CertiK, a blockchain security firm, says in its analysis provided to ISMG that the illicit activity began at 9:34 p.m. UTC on Jan. 27, first netting hackers 77,162 qXETH ($185 million), which was used to borrow and convert 15,688 wETH ($37.6 million), 767 BTC-B ($28.5 million), approximately $9.5 million in stablecoins, and approximately $5 million in other coins. The researchers confirm that the total value lost is $80 million.
"Essentially what the attacker did is take advantage of a logical error in Qubit Finance's code that allowed them to input malicious data and withdraw tokens on Binance Smart Chain when none were deposited on Ethereum," CertiK writes. "[And] all this, despite several fail-safes."
"The exploit of a cross-chain bridge highlights two things," CertiK experts say. "One, the importance of cross-chain bridges that facilitate interoperability between blockchains, and two, the importance of the security of these bridges."
They add: "As we move from an Ethereum-dominant world to a truly multi-chain world, bridges will only become more important. People need to move funds from one blockchain to another, but they need to do so in ways that are not susceptible to hackers who can steal more than $80 million."
"The Qubit team did the right thing and got their product audited before deployment, but the fact that it was still compromised underscores the adversarial nature of the DeFi markets," Connie Lam, head of CertiK's Incident Response Team, tells ISMG. "Each exploit is a lesson to other DeFi platforms, and while it's painful for the one that suffers the attack, the system as a whole grows stronger as it evolves to protect against known threats and attempts to stay one step ahead of nefarious actors."
Digital Currency Concerns
In a recent CertiK report, the firm said "centralization risks" and other code weaknesses were a main factor in $1.3 billion in cryptoassets lost to hacks, exploits and scams in 2021. Related losses rose from $500 million in 2020 (see: Report: DeFi Undermined by Centralization, Code Flaws).
Hacking concerns around crypto platforms were perhaps best illuminated in 2021, when a hacker - infamously dubbed "Mr. White Hat" - stole more than $600 million from Poly Network. The funds were gradually returned in the days that followed, although blockchain security experts suspect the hacker had trouble laundering the funds (see: Poly Network Says $600 Million in Cryptocurrency Stolen).
Federal leaders also continue to grapple with imminent cryptocurrency regulation. To some Republicans, stringent controls around the industry may stifle innovation. Others, including many Democrats, have backed comprehensive regulation of the space - citing massive volatility and security risks.

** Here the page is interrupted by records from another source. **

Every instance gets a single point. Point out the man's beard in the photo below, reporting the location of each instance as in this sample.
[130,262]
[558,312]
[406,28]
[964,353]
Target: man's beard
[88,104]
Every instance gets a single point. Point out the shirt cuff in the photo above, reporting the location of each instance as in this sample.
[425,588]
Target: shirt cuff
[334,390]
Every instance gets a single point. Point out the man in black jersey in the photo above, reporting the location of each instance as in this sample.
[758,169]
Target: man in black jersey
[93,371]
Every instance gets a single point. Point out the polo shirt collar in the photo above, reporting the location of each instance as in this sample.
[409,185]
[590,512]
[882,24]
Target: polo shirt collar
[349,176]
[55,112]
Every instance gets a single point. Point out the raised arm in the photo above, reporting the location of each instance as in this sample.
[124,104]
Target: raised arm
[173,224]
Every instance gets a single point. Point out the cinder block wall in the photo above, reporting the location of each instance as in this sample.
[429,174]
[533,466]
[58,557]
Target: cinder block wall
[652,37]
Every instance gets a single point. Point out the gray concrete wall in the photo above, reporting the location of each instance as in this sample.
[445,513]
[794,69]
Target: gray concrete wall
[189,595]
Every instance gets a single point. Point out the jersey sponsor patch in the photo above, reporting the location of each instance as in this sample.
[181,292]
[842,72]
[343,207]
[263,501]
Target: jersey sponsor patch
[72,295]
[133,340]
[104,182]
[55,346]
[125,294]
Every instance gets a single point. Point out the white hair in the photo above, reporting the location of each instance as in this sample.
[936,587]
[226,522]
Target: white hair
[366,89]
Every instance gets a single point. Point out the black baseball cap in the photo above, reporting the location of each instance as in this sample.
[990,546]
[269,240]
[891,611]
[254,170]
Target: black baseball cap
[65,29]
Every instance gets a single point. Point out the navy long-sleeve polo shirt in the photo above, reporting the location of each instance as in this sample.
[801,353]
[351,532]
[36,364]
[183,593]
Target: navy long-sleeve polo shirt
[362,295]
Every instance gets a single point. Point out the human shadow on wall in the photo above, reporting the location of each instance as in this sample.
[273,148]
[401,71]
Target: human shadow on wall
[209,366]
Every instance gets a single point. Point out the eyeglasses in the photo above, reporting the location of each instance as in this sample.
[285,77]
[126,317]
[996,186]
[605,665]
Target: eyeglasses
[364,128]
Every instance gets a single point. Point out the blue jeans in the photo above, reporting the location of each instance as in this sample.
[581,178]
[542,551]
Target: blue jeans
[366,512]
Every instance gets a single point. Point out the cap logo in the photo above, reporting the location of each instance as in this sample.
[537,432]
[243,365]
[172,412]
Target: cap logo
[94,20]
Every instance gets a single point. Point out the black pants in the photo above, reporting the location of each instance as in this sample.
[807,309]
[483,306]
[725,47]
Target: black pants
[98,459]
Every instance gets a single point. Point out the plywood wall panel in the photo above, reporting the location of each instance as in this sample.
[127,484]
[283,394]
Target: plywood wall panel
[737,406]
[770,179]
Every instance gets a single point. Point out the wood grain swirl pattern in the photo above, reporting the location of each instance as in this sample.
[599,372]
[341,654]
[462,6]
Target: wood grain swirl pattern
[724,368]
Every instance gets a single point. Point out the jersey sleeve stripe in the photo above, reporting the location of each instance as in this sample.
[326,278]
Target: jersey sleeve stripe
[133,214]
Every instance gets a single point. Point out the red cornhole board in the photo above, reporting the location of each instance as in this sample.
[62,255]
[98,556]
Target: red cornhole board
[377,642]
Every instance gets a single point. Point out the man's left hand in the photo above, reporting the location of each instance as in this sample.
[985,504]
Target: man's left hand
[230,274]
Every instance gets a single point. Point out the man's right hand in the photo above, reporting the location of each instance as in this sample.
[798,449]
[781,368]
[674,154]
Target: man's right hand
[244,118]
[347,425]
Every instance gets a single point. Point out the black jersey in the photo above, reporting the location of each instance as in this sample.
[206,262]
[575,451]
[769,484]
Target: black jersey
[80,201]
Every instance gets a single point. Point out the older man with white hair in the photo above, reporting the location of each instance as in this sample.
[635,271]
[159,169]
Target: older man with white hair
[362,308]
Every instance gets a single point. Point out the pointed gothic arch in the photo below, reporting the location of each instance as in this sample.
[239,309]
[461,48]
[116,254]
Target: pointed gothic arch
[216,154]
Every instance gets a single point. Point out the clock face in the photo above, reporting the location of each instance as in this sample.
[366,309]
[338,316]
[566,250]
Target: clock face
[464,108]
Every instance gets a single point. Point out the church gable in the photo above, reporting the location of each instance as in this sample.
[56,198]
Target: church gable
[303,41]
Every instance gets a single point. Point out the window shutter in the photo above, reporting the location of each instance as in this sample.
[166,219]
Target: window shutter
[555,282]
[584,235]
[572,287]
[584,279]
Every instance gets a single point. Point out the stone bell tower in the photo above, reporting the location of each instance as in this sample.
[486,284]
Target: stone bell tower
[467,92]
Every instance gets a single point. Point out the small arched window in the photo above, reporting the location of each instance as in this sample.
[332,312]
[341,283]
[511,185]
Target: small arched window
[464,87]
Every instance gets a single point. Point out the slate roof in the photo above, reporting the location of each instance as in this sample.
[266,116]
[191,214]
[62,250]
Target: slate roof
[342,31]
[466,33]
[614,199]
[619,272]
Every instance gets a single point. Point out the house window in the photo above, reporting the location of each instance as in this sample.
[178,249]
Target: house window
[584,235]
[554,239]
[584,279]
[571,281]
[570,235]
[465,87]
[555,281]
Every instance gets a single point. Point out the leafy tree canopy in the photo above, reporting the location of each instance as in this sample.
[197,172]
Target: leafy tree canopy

For one, Sen. Elizabeth Warren, D-Mass., has been an outspoken crypto critic, citing its price volatility and potential for overnight losses. She voiced these concerns to crypto executives during congressional hearings in 2021.
And Securities and Exchange Commission Chair Gary Gensler has been a proponent of more aggressive regulation - saying in 2021 that the space was "rife with fraud, scams and abuse" (see: SEC to Monitor Illicit Activity on DeFi Platforms).
Several in Congress have promised thorough regulatory proposals for crypto in 2022. And the White House is reportedly currently considering an executive order to de-risk cryptocurrencies.
CertiK's Lam tells ISMG that one of the next substantial focus areas for crypto security will come in the form of its interoperability.
"[It's] something we have our eyes on as one of the key trends of 2022 - and the first team to bring a secure, decentralized and user-friendly cross-chain bridge to market will reap the rewards," she says.